Un film profondamente ancorato all’epoca storica in cui nasce – di cui diventa uno spietato ritratto – così impregnato di lotta politica, sociale e generazionale fra “neri” e “rossi”, un contrasto descritto con acutezza e lungimiranza visto che il film non è invecchiato di un passo, anzi continua ad essere di scottante attualità. Scritto dallo stesso Lizzani insieme a Mino Giarda e Ugo Pirro, in una sceneggiatura essenziale ma efficace come tipico della cronaca, il film racconta una giornata-tipo di quattro giovani neo-fascisti: Franco, Michele, Fabrizio e Alfredo sono ragazzi della Milano bene, figli di papà viziati, annoiati e in contrasto con le famiglie, che riempiono il loro vuoto esistenziale con una violenta lotta politica nelle file dell’estrema destra. Dopo aver partecipato al funerale di un vecchio gerarca fascista, distruggono alcune moto del “rosso” liceo Beccaria, per poi iniziare ciascuno la propria giornata – chi a scuola, chi al lavoro, chi in giro per locali. Rimorchiano una ragazza con cui svezzare Franco, picchiano un ragazzo di sinistra e decidono di collocare una bomba in un sindacato a Sesto San Giovanni. Fallito l’attentato, proseguono la loro giornata di violenza che sfocia in un crudele duplice omicidio.

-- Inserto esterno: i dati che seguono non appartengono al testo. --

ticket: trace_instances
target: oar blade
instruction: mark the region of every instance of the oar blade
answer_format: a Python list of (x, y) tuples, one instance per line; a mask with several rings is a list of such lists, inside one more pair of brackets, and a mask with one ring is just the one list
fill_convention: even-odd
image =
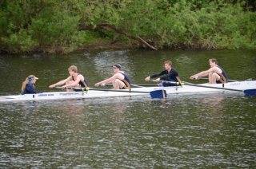
[(164, 99), (167, 96), (166, 90), (154, 90), (150, 93), (152, 99)]
[(243, 93), (246, 96), (256, 96), (256, 88), (244, 90)]

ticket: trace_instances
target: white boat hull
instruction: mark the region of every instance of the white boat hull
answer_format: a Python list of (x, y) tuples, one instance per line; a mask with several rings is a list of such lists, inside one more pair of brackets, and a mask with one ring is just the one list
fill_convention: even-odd
[[(117, 96), (150, 96), (150, 93), (143, 93), (145, 92), (152, 92), (155, 90), (164, 89), (166, 91), (167, 96), (170, 94), (182, 94), (182, 93), (206, 93), (206, 92), (232, 92), (225, 88), (241, 90), (255, 89), (256, 81), (230, 82), (225, 84), (203, 84), (202, 85), (209, 87), (222, 88), (223, 89), (217, 89), (211, 88), (195, 87), (195, 86), (173, 86), (173, 87), (145, 87), (131, 88), (131, 92), (129, 90), (121, 90), (121, 92), (111, 91), (96, 91), (89, 90), (87, 92), (42, 92), (37, 94), (14, 95), (0, 96), (0, 102), (7, 101), (26, 101), (26, 100), (71, 100), (71, 99), (87, 99), (87, 98), (102, 98), (102, 97), (117, 97)], [(116, 91), (116, 90), (115, 90)], [(124, 92), (126, 91), (126, 92)], [(133, 91), (142, 92), (133, 92)], [(237, 91), (234, 91), (237, 92)]]

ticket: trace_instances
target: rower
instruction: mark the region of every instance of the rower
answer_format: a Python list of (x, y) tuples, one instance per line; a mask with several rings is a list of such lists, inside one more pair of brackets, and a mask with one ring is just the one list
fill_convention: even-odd
[[(86, 78), (82, 75), (78, 73), (78, 68), (75, 65), (71, 65), (69, 69), (69, 74), (66, 79), (60, 81), (54, 84), (49, 86), (49, 88), (54, 88), (58, 85), (62, 85), (62, 88), (67, 87), (76, 87), (76, 88), (87, 88), (88, 83)], [(65, 84), (65, 85), (63, 85)], [(67, 89), (67, 92), (72, 92), (73, 89)]]
[(36, 83), (38, 78), (34, 75), (30, 75), (26, 80), (22, 82), (22, 94), (34, 94), (36, 93), (37, 91), (34, 88), (34, 84)]
[(130, 78), (123, 71), (120, 70), (121, 65), (119, 64), (116, 64), (112, 66), (112, 69), (114, 72), (113, 77), (98, 82), (94, 85), (97, 87), (99, 85), (105, 86), (106, 84), (112, 83), (114, 89), (130, 89)]
[[(156, 81), (174, 81), (174, 82), (179, 82), (181, 83), (182, 81), (178, 76), (178, 73), (174, 68), (172, 68), (172, 62), (171, 61), (166, 61), (164, 62), (165, 70), (162, 71), (159, 73), (154, 74), (152, 76), (147, 77), (145, 78), (145, 81), (149, 81), (150, 78), (158, 77), (161, 77)], [(174, 86), (177, 85), (176, 84), (171, 83), (165, 83), (160, 84), (162, 86)]]
[(210, 84), (225, 84), (227, 83), (228, 77), (225, 70), (218, 65), (217, 59), (209, 59), (210, 68), (208, 70), (200, 72), (191, 76), (190, 79), (198, 79), (200, 77), (209, 77)]

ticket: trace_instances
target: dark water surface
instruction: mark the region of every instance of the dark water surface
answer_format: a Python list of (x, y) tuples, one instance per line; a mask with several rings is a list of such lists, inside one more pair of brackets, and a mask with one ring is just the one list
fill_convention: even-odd
[[(29, 74), (39, 92), (78, 67), (89, 84), (119, 63), (134, 84), (171, 60), (182, 80), (216, 57), (230, 79), (256, 79), (256, 51), (110, 51), (0, 56), (0, 95)], [(195, 83), (205, 81), (193, 81)], [(242, 93), (0, 103), (0, 167), (254, 168), (256, 98)]]

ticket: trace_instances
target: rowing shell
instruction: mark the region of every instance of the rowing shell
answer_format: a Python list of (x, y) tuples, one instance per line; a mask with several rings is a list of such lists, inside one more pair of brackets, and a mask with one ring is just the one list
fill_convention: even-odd
[[(201, 85), (201, 86), (200, 86)], [(205, 87), (202, 87), (205, 86)], [(25, 94), (0, 96), (0, 102), (7, 101), (25, 101), (25, 100), (71, 100), (87, 98), (103, 98), (118, 96), (150, 96), (152, 91), (164, 90), (168, 96), (170, 94), (182, 93), (207, 93), (207, 92), (243, 92), (256, 88), (256, 81), (230, 82), (227, 84), (202, 84), (198, 86), (172, 86), (172, 87), (145, 87), (133, 88), (130, 90), (97, 91), (89, 90), (84, 92), (52, 92), (37, 94)], [(234, 89), (234, 91), (233, 91)]]

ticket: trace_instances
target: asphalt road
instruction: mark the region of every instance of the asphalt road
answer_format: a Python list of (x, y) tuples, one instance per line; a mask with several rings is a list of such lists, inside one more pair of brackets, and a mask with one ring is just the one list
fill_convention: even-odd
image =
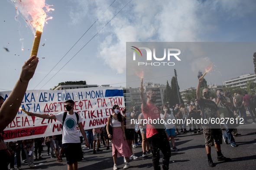
[[(178, 134), (175, 138), (175, 142), (177, 148), (180, 150), (172, 152), (170, 169), (256, 169), (256, 125), (243, 125), (239, 128), (238, 132), (242, 135), (235, 137), (236, 143), (239, 145), (237, 147), (233, 148), (230, 144), (226, 145), (224, 142), (221, 145), (223, 154), (230, 157), (232, 161), (218, 161), (215, 147), (212, 147), (211, 156), (215, 166), (211, 168), (207, 165), (203, 133), (193, 134), (191, 132)], [(78, 163), (79, 170), (113, 169), (113, 162), (111, 147), (110, 150), (106, 151), (106, 147), (102, 145), (101, 149), (104, 151), (94, 154), (92, 153), (92, 149), (87, 150), (84, 145), (82, 147), (84, 159)], [(55, 158), (51, 158), (50, 156), (46, 155), (46, 149), (44, 147), (42, 153), (43, 158), (34, 161), (36, 167), (33, 169), (52, 170), (67, 169), (65, 157), (63, 158), (63, 161), (58, 163)], [(153, 169), (151, 154), (143, 158), (141, 146), (133, 148), (133, 150), (139, 157), (130, 162), (129, 169)], [(160, 162), (162, 162), (162, 155)], [(118, 158), (118, 169), (123, 169), (124, 165), (123, 157)], [(23, 169), (29, 169), (25, 164), (22, 165), (22, 167)]]

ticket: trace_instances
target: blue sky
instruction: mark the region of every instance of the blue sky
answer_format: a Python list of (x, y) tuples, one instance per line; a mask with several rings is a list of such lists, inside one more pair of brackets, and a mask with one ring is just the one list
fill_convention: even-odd
[[(255, 41), (256, 1), (253, 0), (130, 1), (45, 0), (54, 5), (55, 11), (48, 14), (53, 19), (45, 25), (38, 54), (39, 63), (28, 89), (47, 90), (60, 82), (80, 80), (88, 84), (125, 86), (126, 70), (129, 69), (126, 66), (126, 42)], [(30, 56), (34, 35), (26, 28), (22, 15), (16, 16), (17, 11), (10, 0), (1, 0), (0, 6), (0, 91), (3, 91), (13, 88), (23, 64)], [(242, 74), (253, 73), (253, 54), (220, 59), (227, 68), (218, 63), (219, 60), (208, 59), (221, 75), (207, 76), (207, 81), (220, 84)], [(193, 71), (194, 65), (182, 69), (178, 66), (166, 74), (169, 78), (150, 81), (166, 84), (175, 69), (181, 89), (195, 87), (196, 80), (185, 83), (187, 77), (196, 73)]]

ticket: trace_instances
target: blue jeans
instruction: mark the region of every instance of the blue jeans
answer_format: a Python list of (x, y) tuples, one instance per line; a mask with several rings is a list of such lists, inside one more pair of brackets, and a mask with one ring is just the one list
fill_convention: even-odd
[(239, 112), (239, 117), (240, 118), (243, 118), (242, 115), (243, 116), (243, 120), (244, 123), (247, 123), (247, 117), (246, 116), (246, 111), (245, 108), (243, 106), (242, 106), (241, 108), (238, 108), (238, 111)]
[(86, 131), (86, 138), (87, 138), (87, 140), (89, 142), (89, 148), (92, 148), (93, 147), (93, 134), (92, 130), (90, 131)]
[[(226, 126), (227, 127), (227, 126)], [(232, 143), (235, 143), (235, 139), (232, 135), (232, 131), (233, 129), (227, 129), (226, 127), (225, 133), (223, 135), (224, 137), (227, 138), (230, 141), (230, 144)]]
[(252, 107), (251, 107), (250, 106), (247, 106), (247, 108), (249, 112), (250, 113), (250, 114), (251, 114), (251, 117), (253, 119), (253, 122), (255, 122), (255, 120), (254, 119), (254, 116), (253, 116), (253, 110), (252, 110)]

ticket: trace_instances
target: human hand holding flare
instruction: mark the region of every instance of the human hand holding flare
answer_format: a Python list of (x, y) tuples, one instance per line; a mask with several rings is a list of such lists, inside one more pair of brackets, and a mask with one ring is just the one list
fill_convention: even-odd
[(10, 0), (16, 7), (16, 10), (18, 9), (24, 17), (33, 33), (34, 28), (36, 29), (30, 57), (33, 55), (36, 57), (45, 23), (47, 23), (48, 19), (52, 18), (48, 17), (45, 13), (54, 11), (54, 9), (50, 8), (53, 5), (45, 4), (45, 0)]
[(205, 75), (208, 72), (209, 72), (210, 71), (210, 70), (211, 70), (212, 68), (212, 65), (213, 64), (211, 64), (211, 65), (210, 65), (209, 66), (208, 66), (206, 69), (205, 69), (205, 72), (204, 72), (204, 74), (203, 75), (203, 76), (202, 76), (199, 79), (203, 79), (204, 78), (204, 76), (205, 76)]

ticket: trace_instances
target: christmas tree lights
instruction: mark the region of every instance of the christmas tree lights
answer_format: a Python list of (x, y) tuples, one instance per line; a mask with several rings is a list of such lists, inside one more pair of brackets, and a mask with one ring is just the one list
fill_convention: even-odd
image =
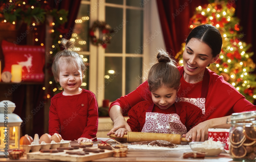
[[(189, 28), (192, 30), (197, 26), (210, 24), (216, 26), (222, 36), (222, 49), (217, 61), (209, 68), (217, 74), (223, 76), (224, 79), (233, 86), (246, 99), (254, 103), (256, 95), (256, 76), (252, 73), (255, 67), (251, 57), (253, 52), (247, 52), (250, 45), (243, 42), (244, 36), (240, 32), (242, 27), (239, 20), (234, 17), (235, 9), (230, 1), (222, 1), (199, 6), (196, 13), (190, 19)], [(182, 49), (175, 58), (182, 65), (182, 54), (185, 43), (182, 44)]]

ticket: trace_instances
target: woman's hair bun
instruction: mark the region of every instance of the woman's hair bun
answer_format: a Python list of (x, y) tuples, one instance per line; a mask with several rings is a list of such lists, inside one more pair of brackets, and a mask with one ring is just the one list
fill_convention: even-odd
[(156, 58), (157, 59), (158, 62), (171, 62), (171, 58), (170, 58), (169, 56), (166, 53), (163, 53), (163, 52), (159, 52), (157, 54), (157, 56)]

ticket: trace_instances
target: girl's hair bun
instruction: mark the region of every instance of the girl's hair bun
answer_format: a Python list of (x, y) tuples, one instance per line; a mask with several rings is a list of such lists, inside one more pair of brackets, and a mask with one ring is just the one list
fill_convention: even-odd
[(171, 62), (171, 58), (169, 56), (167, 56), (166, 54), (164, 54), (162, 53), (161, 52), (159, 52), (157, 54), (156, 58), (157, 58), (157, 60), (159, 62)]
[(65, 38), (62, 39), (61, 40), (61, 43), (62, 45), (63, 50), (65, 49), (73, 49), (75, 47), (75, 43), (70, 40)]

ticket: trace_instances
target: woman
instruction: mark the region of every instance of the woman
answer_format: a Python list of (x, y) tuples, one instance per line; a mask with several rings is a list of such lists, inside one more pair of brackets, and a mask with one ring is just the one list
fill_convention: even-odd
[[(186, 139), (192, 137), (193, 141), (204, 141), (208, 138), (208, 128), (230, 127), (226, 122), (228, 116), (232, 113), (256, 110), (256, 106), (224, 80), (222, 76), (206, 68), (218, 59), (222, 44), (219, 31), (208, 24), (195, 28), (187, 38), (183, 53), (183, 66), (178, 67), (181, 84), (176, 101), (185, 101), (197, 106), (207, 120), (184, 134)], [(120, 128), (131, 131), (122, 114), (138, 102), (152, 100), (148, 87), (146, 81), (136, 90), (111, 103), (109, 115), (114, 126), (108, 135), (115, 133), (113, 132)], [(119, 133), (115, 135), (123, 135)]]

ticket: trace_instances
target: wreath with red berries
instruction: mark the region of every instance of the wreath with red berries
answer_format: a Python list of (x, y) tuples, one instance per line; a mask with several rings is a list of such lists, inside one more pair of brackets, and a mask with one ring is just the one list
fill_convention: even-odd
[[(98, 36), (95, 35), (97, 29), (99, 32)], [(105, 22), (98, 20), (93, 23), (89, 31), (90, 40), (92, 44), (97, 46), (102, 46), (104, 48), (106, 47), (107, 44), (110, 43), (114, 31)]]

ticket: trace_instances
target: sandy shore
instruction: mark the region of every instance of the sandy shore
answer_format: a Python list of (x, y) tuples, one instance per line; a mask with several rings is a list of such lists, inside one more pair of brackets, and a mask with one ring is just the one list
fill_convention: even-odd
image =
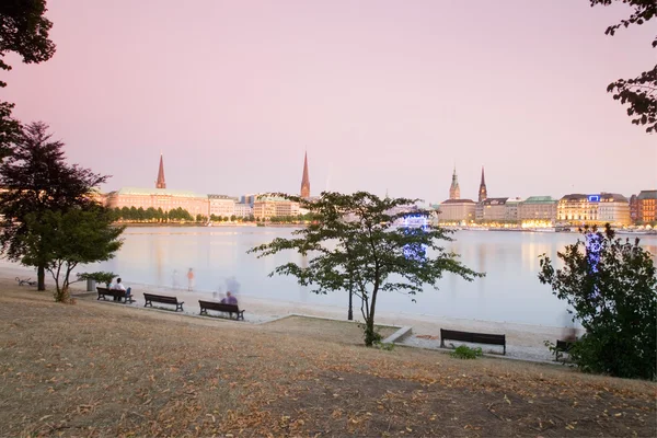
[[(36, 274), (33, 269), (28, 268), (0, 266), (0, 278), (13, 280), (15, 277), (31, 277), (34, 280), (36, 279)], [(46, 283), (49, 288), (54, 287), (51, 278), (46, 277)], [(212, 292), (187, 291), (186, 289), (183, 290), (161, 286), (140, 285), (131, 283), (129, 278), (125, 278), (124, 283), (127, 286), (132, 287), (132, 293), (137, 300), (135, 303), (128, 306), (137, 308), (143, 307), (143, 292), (176, 296), (178, 300), (185, 302), (184, 313), (196, 315), (200, 311), (198, 306), (199, 299), (221, 299), (221, 296), (217, 296)], [(25, 286), (25, 288), (28, 287)], [(85, 291), (85, 284), (77, 283), (72, 285), (71, 288), (73, 293), (83, 293)], [(290, 314), (304, 314), (336, 320), (346, 320), (346, 307), (342, 308), (321, 304), (309, 306), (299, 302), (255, 298), (250, 297), (246, 293), (240, 293), (238, 298), (240, 309), (245, 309), (245, 323), (250, 324), (262, 324)], [(87, 296), (83, 299), (94, 299), (94, 297)], [(359, 308), (354, 309), (354, 318), (356, 320), (362, 320)], [(565, 333), (564, 328), (562, 327), (436, 318), (393, 312), (379, 312), (377, 314), (377, 323), (396, 326), (411, 326), (413, 328), (413, 334), (406, 337), (402, 344), (423, 348), (439, 348), (440, 328), (505, 334), (507, 339), (507, 357), (539, 361), (552, 360), (550, 350), (545, 347), (544, 342), (551, 341), (554, 343), (557, 338), (563, 338)], [(500, 348), (496, 347), (484, 347), (484, 351), (500, 350)]]

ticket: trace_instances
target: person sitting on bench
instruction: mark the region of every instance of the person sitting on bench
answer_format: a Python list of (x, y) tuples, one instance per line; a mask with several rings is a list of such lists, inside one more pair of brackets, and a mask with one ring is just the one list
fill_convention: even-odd
[[(126, 302), (132, 301), (131, 290), (132, 288), (127, 288), (120, 283), (120, 277), (116, 279), (116, 285), (112, 286), (113, 290), (125, 290), (126, 292)], [(120, 298), (114, 297), (114, 301), (120, 301)]]
[(221, 299), (222, 304), (233, 304), (238, 306), (238, 299), (230, 292), (226, 292), (226, 298)]

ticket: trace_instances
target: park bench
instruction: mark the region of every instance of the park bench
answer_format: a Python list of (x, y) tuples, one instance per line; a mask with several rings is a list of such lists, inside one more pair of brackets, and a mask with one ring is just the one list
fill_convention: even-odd
[(175, 311), (183, 311), (184, 301), (178, 301), (176, 297), (166, 297), (163, 295), (153, 295), (153, 293), (143, 293), (143, 299), (146, 300), (145, 308), (153, 307), (153, 302), (161, 302), (163, 304), (173, 304), (175, 306)]
[(445, 339), (460, 341), (471, 344), (502, 345), (503, 355), (506, 355), (506, 335), (493, 335), (488, 333), (458, 332), (456, 330), (440, 328), (440, 347), (445, 348)]
[(135, 302), (135, 300), (132, 299), (132, 296), (128, 296), (127, 291), (125, 290), (115, 290), (115, 289), (107, 289), (107, 288), (102, 288), (102, 287), (96, 287), (96, 290), (99, 292), (99, 300), (102, 298), (103, 300), (107, 300), (106, 297), (112, 297), (112, 298), (117, 298), (118, 302), (120, 302), (120, 300), (123, 300), (126, 304), (129, 302)]
[(32, 281), (32, 278), (21, 279), (21, 277), (16, 277), (16, 281), (19, 281), (19, 286), (36, 286), (36, 281)]
[(560, 341), (556, 339), (556, 345), (554, 346), (554, 360), (558, 361), (558, 357), (564, 353), (569, 353), (570, 348), (575, 345), (575, 341)]
[(238, 321), (244, 321), (244, 311), (240, 310), (237, 304), (224, 304), (221, 302), (198, 300), (198, 306), (200, 306), (200, 314), (207, 315), (208, 310), (216, 310), (218, 312), (228, 313), (229, 318), (232, 318), (232, 314), (234, 313)]

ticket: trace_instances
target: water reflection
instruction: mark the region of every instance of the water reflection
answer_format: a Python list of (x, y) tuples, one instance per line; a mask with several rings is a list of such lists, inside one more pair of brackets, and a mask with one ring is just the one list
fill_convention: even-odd
[[(290, 232), (290, 229), (267, 228), (128, 229), (115, 260), (84, 270), (112, 270), (129, 283), (170, 286), (174, 270), (181, 276), (180, 284), (186, 280), (183, 277), (187, 269), (194, 267), (195, 290), (208, 295), (223, 292), (226, 280), (234, 277), (244, 296), (346, 307), (344, 293), (318, 296), (300, 287), (292, 277), (268, 277), (284, 263), (308, 266), (307, 257), (291, 252), (263, 258), (246, 254), (249, 249), (277, 237), (289, 237)], [(466, 266), (485, 272), (485, 278), (469, 283), (447, 274), (438, 283), (439, 290), (426, 287), (414, 297), (387, 293), (379, 301), (379, 310), (561, 326), (565, 304), (552, 295), (550, 287), (539, 283), (538, 256), (546, 253), (556, 261), (556, 252), (574, 243), (577, 237), (577, 233), (459, 231), (453, 234), (456, 241), (445, 246), (460, 253)], [(657, 254), (657, 237), (642, 237), (642, 244)]]

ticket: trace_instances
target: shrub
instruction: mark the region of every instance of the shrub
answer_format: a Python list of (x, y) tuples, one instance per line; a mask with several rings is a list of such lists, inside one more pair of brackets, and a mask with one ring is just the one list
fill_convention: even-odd
[(585, 240), (560, 252), (555, 269), (541, 255), (539, 279), (574, 309), (586, 334), (569, 350), (585, 372), (657, 376), (657, 274), (639, 240), (614, 239), (609, 224), (581, 230)]

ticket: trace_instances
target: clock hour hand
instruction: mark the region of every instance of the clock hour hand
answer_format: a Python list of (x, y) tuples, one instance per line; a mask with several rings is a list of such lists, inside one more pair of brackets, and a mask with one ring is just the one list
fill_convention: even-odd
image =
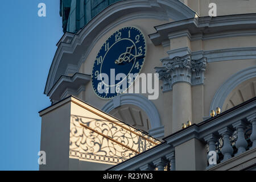
[[(134, 55), (131, 52), (133, 50), (133, 48), (134, 48), (134, 46), (133, 45), (131, 47), (127, 47), (126, 48), (126, 51), (123, 53), (122, 53), (118, 57), (118, 59), (116, 60), (115, 61), (115, 63), (117, 64), (121, 64), (123, 61), (129, 63), (131, 62), (133, 59), (135, 59), (136, 57), (139, 57), (142, 56), (142, 54), (138, 55)], [(131, 56), (132, 57), (132, 59), (131, 59)]]

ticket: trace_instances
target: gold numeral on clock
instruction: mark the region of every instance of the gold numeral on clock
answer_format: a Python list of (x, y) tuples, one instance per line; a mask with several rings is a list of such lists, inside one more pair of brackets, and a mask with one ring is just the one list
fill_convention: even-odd
[(98, 71), (96, 71), (94, 73), (95, 78), (97, 78), (98, 76)]
[(97, 65), (99, 65), (102, 63), (102, 56), (100, 56), (99, 57), (97, 57)]
[(136, 40), (135, 43), (136, 44), (138, 43), (138, 42), (139, 42), (139, 38), (140, 38), (139, 35), (136, 35), (136, 36), (135, 36), (135, 40)]
[(122, 35), (122, 33), (121, 32), (115, 34), (115, 42), (121, 39), (121, 35)]
[(108, 51), (109, 49), (109, 43), (106, 43), (105, 44), (105, 51)]
[(136, 63), (135, 66), (134, 67), (137, 68), (137, 69), (139, 69), (139, 62), (138, 61), (137, 63)]

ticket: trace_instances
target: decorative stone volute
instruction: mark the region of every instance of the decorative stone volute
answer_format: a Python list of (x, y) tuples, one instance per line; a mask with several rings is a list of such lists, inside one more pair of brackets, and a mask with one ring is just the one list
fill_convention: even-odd
[(185, 82), (191, 85), (203, 84), (207, 59), (191, 59), (191, 55), (161, 60), (163, 67), (156, 67), (159, 79), (163, 81), (164, 92), (172, 89), (172, 85), (177, 82)]

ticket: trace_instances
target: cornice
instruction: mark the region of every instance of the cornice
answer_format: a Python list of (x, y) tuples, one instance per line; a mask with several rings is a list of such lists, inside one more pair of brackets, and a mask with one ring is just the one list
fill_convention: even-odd
[(255, 28), (256, 14), (197, 17), (156, 26), (156, 32), (148, 36), (155, 46), (159, 46), (185, 35), (191, 40), (255, 35)]

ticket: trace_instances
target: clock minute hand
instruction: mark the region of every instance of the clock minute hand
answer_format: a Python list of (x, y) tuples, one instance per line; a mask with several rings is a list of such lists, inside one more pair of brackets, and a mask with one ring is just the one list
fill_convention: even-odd
[[(126, 52), (125, 53), (122, 53), (119, 56), (118, 60), (116, 60), (115, 61), (115, 63), (117, 64), (121, 64), (123, 61), (127, 62), (128, 61), (129, 63), (131, 62), (134, 59), (138, 57), (139, 56), (142, 56), (142, 54), (138, 55), (133, 55), (131, 52), (133, 49), (133, 48), (134, 47), (134, 46), (132, 46), (131, 47), (128, 47), (126, 48)], [(126, 56), (127, 54), (129, 54), (129, 56)], [(133, 57), (130, 59), (131, 56), (133, 56)]]

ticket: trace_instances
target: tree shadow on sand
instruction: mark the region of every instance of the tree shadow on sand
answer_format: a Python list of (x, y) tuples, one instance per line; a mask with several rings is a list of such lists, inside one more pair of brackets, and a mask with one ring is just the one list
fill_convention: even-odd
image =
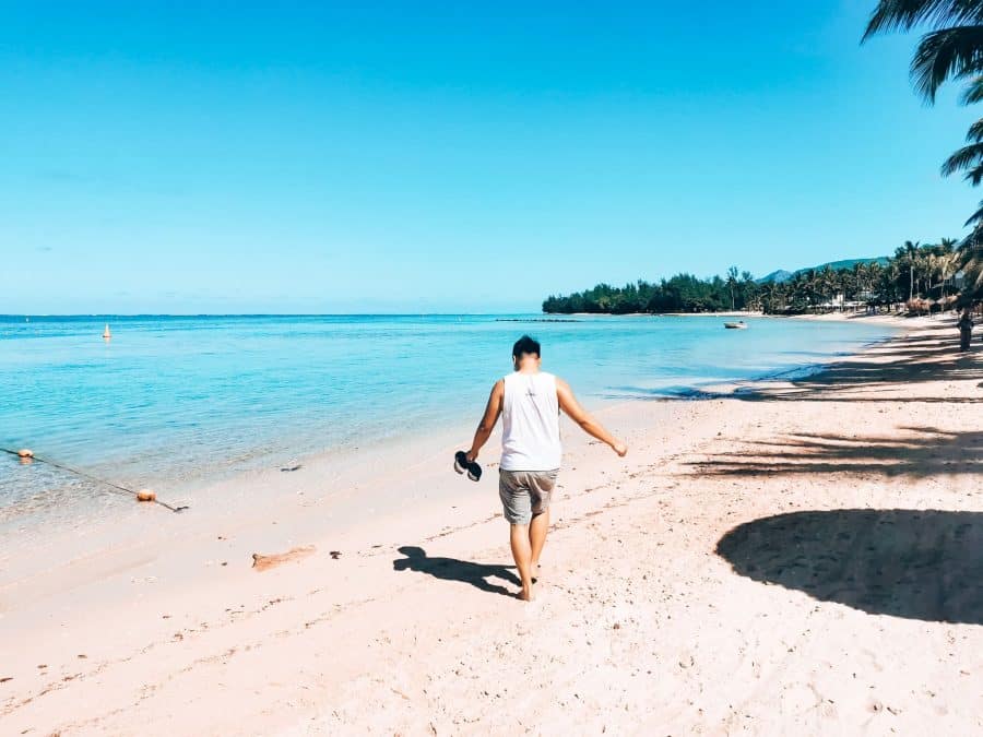
[(877, 473), (887, 477), (983, 473), (983, 432), (902, 427), (893, 436), (796, 432), (745, 440), (686, 462), (701, 476)]
[(404, 545), (399, 548), (399, 551), (405, 558), (396, 558), (392, 561), (392, 568), (396, 571), (410, 570), (428, 573), (435, 579), (470, 583), (482, 591), (505, 596), (514, 596), (516, 594), (505, 586), (490, 583), (488, 581), (489, 578), (501, 579), (517, 586), (522, 585), (519, 576), (508, 566), (488, 566), (470, 560), (458, 560), (457, 558), (430, 558), (427, 556), (426, 550), (415, 545)]
[(839, 509), (762, 518), (716, 545), (736, 573), (869, 614), (983, 625), (983, 512)]

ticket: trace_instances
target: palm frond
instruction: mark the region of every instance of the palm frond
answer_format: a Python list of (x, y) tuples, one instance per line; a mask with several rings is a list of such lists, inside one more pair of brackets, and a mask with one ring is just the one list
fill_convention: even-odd
[(983, 76), (974, 76), (959, 95), (960, 105), (974, 105), (983, 100)]
[(983, 21), (981, 0), (880, 0), (871, 14), (863, 40), (879, 33), (910, 31), (927, 24), (941, 28)]
[(968, 146), (962, 146), (962, 148), (946, 159), (945, 164), (941, 165), (941, 174), (944, 177), (948, 177), (957, 171), (979, 166), (981, 163), (983, 163), (983, 143), (971, 143)]
[(979, 187), (980, 182), (983, 181), (983, 164), (978, 164), (969, 169), (962, 178), (973, 187)]
[(983, 25), (943, 28), (925, 34), (911, 61), (915, 88), (929, 103), (943, 82), (983, 72)]
[(969, 143), (983, 143), (983, 118), (970, 126), (966, 140)]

Se da un lato il film rientra nel noir politico in stile Sbatti il mostro in prima pagina di Marco Bellocchio, dall’altro San Babila ore 20 si inserisce in quel filone incentrato su ragazzi borghesi e fascistoidi che si danno alla violenza, fra rapine, omicidi e stupri: dai più celebri e “polizieschi” Liberi armati pericolosi e Roma, l’altra faccia della violenza ai crudelissimi Come cani arrabbiati e I ragazzi della Roma violenta. L’opera di Lizzani è lontana dai canoni roboanti e spettacolari del “poliziottesco”, e con il suo stile asciutto e cronachistico da istant-movie si avvicina di più al neorealismo, rivisitato con una narrazione e canoni moderni. La regia si colloca “in terza persona”, adottando uno sguardo il più neutrale possibile in quella che è una vicenda concentrata in un’unità di tempo ben definita (una giornata, con le varie fasi scandite da scritte in sovraimpressione): in certi momenti si avvicina allo stile del reportage documentaristico in virtù del suo realismo estremo, come Lizzani ha fatto anche in Storie e di vita e malavita e nell’incipit di Banditi a Milano, senza rinunciare però al racconto cinematografico e alla verve del genere noir – anche per questo San Babila ore 20 è un film così riuscito e originale. A tal fine, il regista arruola un cast di attori non professionisti (a parte alcuni nomi), i quali – diretti magistralmente da Lizzani – restituiscono una forte impressione di verismo e creano personaggi “veri”, ciascuno con il proprio carattere, le proprie forze e debolezze. Gli unici nomi di un certo rilievo sono Pietro Brambilla (nipote di Ugo Tognazzi, lo ricordiamo come l’inquietante Livio de La casa dalle finestre che ridono di Avati) nel ruolo di Fabrizio e Brigitte Skay (celebre soprattutto come vittima nel baviano Reazione a catena) nei panni di Lalla, la ragazza svampita che diventa oggetto di divertimento per il branco. Gli altri tre attori del quartetto sono invece alla loro prima e unica esperienza cinematografica: Daniele Asti (Franco), Giuliano Cesareo (Michele) e Pietro Giannuso (Alfredo).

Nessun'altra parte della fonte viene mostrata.